Alibaba’s DAMO Academy, the group’s global research program, has had another major breakthrough in the machine-reading capabilities that underpin success in artificial intelligence.
DAMO’s Natural Language Processing (NLP) model topped the GLUE benchmark rankings, an industry table perceived as the most-important baseline test for the NLP model on March 3. Alibaba’s model also significantly outperformed human baselines, marking a key milestone in the development of robust natural language understanding systems.
DAMO’s existing model has already been deployed widely in Alibaba’s ecosystem, powering its customer-service AI chatbot and the search engine on Alibaba’s retail platforms, as well as anonymous healthcare data analysis. The model was used in the text analysis of medical records and epidemiological investigation by CDCs in different cities in China for fighting against COVID-19.

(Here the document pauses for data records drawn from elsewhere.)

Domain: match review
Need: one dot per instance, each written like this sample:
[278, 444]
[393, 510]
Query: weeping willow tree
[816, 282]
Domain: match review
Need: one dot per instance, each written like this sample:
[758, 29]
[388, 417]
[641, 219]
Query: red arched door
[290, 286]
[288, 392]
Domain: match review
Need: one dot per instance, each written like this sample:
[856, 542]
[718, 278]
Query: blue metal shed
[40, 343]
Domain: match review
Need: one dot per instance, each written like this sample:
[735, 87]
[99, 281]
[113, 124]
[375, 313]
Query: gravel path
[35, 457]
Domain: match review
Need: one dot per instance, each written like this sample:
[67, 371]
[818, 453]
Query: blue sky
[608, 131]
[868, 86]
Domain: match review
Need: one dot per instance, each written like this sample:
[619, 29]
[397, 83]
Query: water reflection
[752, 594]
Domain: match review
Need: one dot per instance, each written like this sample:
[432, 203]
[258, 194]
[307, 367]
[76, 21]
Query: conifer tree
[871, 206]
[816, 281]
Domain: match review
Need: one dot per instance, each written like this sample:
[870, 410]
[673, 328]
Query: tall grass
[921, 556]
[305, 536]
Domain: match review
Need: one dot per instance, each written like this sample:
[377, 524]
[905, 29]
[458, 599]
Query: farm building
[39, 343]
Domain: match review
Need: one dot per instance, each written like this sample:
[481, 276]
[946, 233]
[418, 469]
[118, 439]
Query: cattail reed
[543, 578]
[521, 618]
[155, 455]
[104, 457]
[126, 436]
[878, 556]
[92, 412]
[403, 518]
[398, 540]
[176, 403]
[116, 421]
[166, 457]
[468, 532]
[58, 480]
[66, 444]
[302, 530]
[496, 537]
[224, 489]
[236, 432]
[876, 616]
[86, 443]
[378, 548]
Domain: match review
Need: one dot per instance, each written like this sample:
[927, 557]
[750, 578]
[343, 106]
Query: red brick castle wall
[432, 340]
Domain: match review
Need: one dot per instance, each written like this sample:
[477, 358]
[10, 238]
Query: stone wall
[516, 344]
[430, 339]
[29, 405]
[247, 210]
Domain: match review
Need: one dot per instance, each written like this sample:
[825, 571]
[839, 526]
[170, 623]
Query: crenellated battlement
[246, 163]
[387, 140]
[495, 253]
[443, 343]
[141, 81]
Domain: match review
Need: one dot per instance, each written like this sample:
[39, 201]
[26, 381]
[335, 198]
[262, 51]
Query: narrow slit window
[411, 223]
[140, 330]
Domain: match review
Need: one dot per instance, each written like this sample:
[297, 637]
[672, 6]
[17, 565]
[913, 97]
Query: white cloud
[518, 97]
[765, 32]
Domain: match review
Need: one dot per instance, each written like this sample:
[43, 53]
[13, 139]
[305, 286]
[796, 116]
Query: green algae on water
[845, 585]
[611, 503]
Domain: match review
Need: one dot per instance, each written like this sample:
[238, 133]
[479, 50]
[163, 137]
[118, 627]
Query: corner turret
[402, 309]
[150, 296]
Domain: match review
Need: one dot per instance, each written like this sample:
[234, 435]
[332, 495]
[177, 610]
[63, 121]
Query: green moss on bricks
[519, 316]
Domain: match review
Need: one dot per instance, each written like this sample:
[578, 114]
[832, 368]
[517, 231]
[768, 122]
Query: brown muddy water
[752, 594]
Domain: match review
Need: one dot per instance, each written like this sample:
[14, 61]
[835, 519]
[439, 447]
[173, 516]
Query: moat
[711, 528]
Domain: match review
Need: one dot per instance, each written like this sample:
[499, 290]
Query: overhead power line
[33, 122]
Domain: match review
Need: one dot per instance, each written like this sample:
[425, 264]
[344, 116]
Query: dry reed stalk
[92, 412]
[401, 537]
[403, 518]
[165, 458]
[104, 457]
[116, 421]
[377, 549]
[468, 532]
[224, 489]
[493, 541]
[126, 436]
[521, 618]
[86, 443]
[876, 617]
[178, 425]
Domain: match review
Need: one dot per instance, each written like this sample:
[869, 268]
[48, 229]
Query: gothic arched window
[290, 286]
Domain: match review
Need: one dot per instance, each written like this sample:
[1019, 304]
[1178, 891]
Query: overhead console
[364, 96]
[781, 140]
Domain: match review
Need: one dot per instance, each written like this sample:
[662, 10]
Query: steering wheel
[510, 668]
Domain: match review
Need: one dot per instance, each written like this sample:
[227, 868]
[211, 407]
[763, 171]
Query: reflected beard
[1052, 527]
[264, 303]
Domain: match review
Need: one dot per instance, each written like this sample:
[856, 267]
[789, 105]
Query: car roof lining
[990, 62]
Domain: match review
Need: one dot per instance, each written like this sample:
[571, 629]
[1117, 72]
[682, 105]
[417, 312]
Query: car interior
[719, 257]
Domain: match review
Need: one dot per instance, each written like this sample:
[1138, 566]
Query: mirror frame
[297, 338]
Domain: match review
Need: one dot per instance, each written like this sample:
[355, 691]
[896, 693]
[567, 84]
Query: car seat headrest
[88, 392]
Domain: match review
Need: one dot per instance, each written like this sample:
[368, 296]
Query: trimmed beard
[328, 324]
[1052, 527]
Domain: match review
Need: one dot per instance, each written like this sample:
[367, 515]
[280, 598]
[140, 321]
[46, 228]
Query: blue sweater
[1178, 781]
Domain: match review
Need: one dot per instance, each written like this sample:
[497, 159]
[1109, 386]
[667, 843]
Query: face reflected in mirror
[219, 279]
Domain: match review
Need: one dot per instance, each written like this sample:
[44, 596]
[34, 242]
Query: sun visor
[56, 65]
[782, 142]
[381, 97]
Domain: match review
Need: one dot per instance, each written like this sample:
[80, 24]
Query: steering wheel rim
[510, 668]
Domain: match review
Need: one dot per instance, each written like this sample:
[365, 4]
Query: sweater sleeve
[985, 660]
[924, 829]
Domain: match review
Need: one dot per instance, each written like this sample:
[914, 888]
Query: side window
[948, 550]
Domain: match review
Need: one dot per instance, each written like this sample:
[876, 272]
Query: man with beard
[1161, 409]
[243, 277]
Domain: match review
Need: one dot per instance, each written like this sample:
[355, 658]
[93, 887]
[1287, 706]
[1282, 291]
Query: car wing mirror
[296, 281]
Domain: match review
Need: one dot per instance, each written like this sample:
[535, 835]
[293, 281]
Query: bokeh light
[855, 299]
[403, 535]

“We are excited to achieve a new breakthrough in driving research of the NLP development,” said Si Luo, head of NLP Research at Alibaba DAMO Academy. “Not only NLP as a core technology underpinning Alibaba’s various businesses, which serve hundreds of millions of customers, but it also becomes a critical technology now in fighting the coronavirus. We hope we can continue to leverage our leading technologies and contribute to the community during this difficult time.”
General Language Understanding Evaluation (GLUE), a platform for evaluating and analyzing NLP systems, attracts global key AI players, including Google, Facebook, Microsoft, and Standard to participate every year. Alibaba’s multitask machine-learning model, StructBERT, which is based on the pre-trained language model BERT, while also incorporating word and sentence structures, delivers impressive empirical results on a variety of downstream tasks, resulting in the GLUE benchmark as high as 90.3 – outperforming the human baselines of 87.1. It also boosts the performance in many language-understanding applications, such as sentiment analysis, textual entailment, and question-answering.
This is not the first time Alibaba’s machine-learning model has topped others. On June 20, 2019, Alibaba’s model bested human scores when tested by the Microsoft Machine Reading Comprehension dataset, one of the artificial intelligence world’s most challenging tests for reading comprehension. The model scored 0.54 in the MS Marco question-answering task, outperforming the human score of 0.539, a benchmark provided by Microsoft. In 2018, Alibaba also scored higher than the human benchmark in the Stanford Question Answering Dataset – also one of the most-popular machine reading-comprehension challenges worldwide.
Over the past months, Alibaba has leveraged its proprietary technologies to help contain the coronavirus. Alibaba DAMO Academy has teamed up with Chinese medical institutions to develop an AI system that can expedite diagnosis and analysis of the virus. In February, Alibaba Cloud made its cloud-based AI-powered computing platform available for free to global research institutions to accelerate viral gene-sequencing, protein-screening and other research in treating or preventing the virus.